One of the larger-than-life billboards to be seen recently on the Paris Metro features a battered London bobby under a giant sign reading "Arretez de massacrer l'anglais!" (Stop massacring (the) English!).

Touting the services, inevitably, of a language school, it is a pretty funny advertisement if you spend large parts of your week reading English which has the consistency of shepherd's pie and the clarity of pea soup.

As I am a relative newcomer to the French higher education system, it is a source of some puzzlement to me why lecturers and professors here do not demand access to some of the working conditions enjoyed by their contemporaries elsewhere. Simple things such as a dedicated desk, computer or laptop, and reliable university-based email would be a good start. I have a sneaking suspicion that language, and in particular massacred English, has something to do with it.

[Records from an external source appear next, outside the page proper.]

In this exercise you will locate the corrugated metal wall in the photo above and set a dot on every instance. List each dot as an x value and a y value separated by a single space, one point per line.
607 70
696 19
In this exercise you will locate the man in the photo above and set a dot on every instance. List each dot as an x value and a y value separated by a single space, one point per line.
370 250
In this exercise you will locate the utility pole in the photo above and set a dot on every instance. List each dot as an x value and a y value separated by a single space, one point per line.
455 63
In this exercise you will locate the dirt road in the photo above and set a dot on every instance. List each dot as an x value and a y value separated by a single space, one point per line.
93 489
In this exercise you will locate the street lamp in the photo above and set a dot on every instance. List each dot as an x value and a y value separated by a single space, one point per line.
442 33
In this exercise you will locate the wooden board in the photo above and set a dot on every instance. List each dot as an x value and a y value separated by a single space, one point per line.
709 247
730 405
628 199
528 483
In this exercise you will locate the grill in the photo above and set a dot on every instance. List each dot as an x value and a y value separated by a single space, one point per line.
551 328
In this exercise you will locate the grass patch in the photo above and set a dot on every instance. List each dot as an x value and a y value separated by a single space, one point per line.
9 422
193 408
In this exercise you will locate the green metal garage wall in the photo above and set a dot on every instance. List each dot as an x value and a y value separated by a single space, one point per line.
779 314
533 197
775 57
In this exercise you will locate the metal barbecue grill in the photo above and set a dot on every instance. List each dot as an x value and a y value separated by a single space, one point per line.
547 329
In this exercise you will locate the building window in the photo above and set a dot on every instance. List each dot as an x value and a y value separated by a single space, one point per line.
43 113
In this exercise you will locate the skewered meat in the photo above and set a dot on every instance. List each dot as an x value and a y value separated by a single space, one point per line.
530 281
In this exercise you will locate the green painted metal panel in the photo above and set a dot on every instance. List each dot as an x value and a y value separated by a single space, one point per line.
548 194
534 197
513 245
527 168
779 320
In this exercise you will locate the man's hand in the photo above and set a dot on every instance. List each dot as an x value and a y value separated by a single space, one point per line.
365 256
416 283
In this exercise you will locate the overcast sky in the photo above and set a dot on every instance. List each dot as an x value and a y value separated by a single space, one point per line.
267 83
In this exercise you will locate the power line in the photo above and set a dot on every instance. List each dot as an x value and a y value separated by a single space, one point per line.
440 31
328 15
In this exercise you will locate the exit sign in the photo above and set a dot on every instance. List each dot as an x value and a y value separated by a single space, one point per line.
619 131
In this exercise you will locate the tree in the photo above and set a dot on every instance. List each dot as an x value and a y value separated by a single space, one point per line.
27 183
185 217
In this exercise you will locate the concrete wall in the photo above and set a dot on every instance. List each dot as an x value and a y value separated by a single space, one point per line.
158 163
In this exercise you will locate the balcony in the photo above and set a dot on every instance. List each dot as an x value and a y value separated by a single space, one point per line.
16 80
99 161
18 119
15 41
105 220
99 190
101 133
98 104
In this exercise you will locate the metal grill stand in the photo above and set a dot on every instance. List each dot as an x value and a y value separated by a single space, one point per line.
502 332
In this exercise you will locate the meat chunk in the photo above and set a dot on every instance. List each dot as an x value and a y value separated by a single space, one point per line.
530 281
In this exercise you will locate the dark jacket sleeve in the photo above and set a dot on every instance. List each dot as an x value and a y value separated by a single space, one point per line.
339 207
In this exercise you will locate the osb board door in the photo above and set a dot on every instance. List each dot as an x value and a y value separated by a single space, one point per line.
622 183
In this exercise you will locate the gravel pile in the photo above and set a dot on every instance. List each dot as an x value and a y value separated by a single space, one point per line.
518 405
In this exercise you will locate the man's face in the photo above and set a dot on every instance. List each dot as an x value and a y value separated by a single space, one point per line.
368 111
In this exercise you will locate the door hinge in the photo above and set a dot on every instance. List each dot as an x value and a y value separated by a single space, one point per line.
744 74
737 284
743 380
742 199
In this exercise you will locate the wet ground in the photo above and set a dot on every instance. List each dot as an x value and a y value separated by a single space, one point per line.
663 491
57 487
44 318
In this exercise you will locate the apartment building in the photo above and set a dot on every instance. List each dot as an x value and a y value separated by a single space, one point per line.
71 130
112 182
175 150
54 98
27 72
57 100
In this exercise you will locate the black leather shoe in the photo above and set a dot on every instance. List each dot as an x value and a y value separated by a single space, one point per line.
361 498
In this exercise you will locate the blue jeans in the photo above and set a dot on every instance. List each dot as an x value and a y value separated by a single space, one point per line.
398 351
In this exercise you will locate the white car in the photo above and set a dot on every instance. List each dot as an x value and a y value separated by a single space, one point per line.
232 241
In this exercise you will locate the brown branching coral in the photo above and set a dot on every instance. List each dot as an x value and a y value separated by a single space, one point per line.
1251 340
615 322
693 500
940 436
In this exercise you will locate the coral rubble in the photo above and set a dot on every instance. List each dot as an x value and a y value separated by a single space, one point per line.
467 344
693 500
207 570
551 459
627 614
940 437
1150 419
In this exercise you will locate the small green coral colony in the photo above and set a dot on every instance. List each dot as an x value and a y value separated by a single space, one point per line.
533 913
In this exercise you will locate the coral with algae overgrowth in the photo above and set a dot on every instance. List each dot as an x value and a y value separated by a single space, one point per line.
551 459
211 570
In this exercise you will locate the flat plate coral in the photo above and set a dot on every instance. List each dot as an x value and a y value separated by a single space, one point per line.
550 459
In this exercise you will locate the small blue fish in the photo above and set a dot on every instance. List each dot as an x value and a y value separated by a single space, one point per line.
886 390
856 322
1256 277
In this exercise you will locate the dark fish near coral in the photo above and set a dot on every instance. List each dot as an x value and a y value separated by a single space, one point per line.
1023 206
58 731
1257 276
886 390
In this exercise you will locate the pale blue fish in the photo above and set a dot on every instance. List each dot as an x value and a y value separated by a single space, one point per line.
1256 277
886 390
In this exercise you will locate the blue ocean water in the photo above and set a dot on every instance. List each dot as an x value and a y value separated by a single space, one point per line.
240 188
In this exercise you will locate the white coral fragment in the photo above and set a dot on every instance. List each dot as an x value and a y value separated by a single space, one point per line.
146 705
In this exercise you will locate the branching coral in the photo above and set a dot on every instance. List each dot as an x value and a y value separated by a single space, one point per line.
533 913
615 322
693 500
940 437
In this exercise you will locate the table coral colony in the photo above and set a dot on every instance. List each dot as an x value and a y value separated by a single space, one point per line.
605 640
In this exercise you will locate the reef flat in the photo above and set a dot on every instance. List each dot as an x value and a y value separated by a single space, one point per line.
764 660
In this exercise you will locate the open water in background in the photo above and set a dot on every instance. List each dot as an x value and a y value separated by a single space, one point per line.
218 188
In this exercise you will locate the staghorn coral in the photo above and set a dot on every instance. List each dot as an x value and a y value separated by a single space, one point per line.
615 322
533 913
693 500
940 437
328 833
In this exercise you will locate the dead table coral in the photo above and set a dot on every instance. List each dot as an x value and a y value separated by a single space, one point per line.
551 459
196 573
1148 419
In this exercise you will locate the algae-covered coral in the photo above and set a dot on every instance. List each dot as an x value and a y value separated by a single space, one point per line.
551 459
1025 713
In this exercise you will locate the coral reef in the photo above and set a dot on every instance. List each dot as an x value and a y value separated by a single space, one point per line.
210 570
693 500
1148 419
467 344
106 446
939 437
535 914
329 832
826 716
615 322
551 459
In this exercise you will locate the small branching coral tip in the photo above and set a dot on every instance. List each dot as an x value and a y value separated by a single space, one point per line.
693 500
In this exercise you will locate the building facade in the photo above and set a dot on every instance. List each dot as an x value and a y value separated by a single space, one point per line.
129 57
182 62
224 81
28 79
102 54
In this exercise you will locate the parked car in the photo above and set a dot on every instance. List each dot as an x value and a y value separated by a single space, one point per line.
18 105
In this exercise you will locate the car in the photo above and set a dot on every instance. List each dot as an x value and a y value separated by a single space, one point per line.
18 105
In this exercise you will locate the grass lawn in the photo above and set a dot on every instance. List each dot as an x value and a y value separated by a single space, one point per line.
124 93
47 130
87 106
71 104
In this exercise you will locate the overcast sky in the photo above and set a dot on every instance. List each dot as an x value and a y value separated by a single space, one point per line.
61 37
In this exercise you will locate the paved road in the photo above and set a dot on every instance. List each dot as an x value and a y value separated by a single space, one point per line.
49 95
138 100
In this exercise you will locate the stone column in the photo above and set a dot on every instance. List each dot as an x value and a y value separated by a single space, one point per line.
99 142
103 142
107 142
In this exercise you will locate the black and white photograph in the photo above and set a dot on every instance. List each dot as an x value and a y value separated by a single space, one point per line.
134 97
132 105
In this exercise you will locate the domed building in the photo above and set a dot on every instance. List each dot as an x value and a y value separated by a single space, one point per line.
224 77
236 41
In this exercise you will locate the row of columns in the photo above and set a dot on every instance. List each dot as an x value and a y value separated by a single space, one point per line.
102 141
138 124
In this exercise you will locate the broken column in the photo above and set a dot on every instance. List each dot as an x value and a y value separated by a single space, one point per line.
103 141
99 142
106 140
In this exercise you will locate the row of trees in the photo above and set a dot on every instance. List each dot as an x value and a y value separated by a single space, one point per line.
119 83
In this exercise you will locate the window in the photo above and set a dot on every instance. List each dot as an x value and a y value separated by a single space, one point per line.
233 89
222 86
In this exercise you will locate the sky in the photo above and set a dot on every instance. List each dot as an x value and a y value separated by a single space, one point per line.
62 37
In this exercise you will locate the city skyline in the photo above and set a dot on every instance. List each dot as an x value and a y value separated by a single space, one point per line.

Few academics in French universities have taught outside France. Under the auspices of Erasmus, they are encouraged to, and more than 2,000 a year do spend a few weeks in another European university as a guest lecturer. But very few leave France to teach for longer periods of time.

There are many reasons for this lack of mobility. First, the system does not encourage or reward long periods away. Secondly, personal circumstances, such as family commitments, not to mention administrative challenges - accommodation, banking, health cover - often push the option into the basket marked "too difficult".

The third reason is language skills. These remain a critical issue for France - and not only in academic circles. Statistics published last month put the English-language skills of the French on par with those of the Hungarians and Spanish, and well below those of the Dutch, Danes and Finns.

One cannot help but wonder whether the situation would change for the better if more teaching staff gained extensive experience elsewhere, and if French academics, collectively, were to say, "This just isn't good enough".

Le Monde recently carried an eloquent protest of the "this just isn't good enough" variety from Jacques Blamont - but unfortunately it was published deep into France's month-long summer holiday.

Professor Blamont has taught at University of Paris VI, the Ecole Normale Superieure and Caltech in California over many decades and is thereby well placed to make comparisons between the higher education systems in France and the United States.

In his piece, Professor Blamont argued for an unthinkable revolution in French universities: the introduction of student fees, the imposition of a vigorous selection process, and greater contributions from the private sector. The latter, he argued, would be attracted only by a teaching corps that is high quality and, above all, mobile.

Of course, his article provoked an outcry: his arguments were largely rejected, his analysis dismissed as being too simplistic, and his detractors claimed that more public money is the only solution to the problems he identified.

In English, it must be said, we too often massacre sayings that could only have come to us from the French: "Plu sa change, plu say la meme shoes."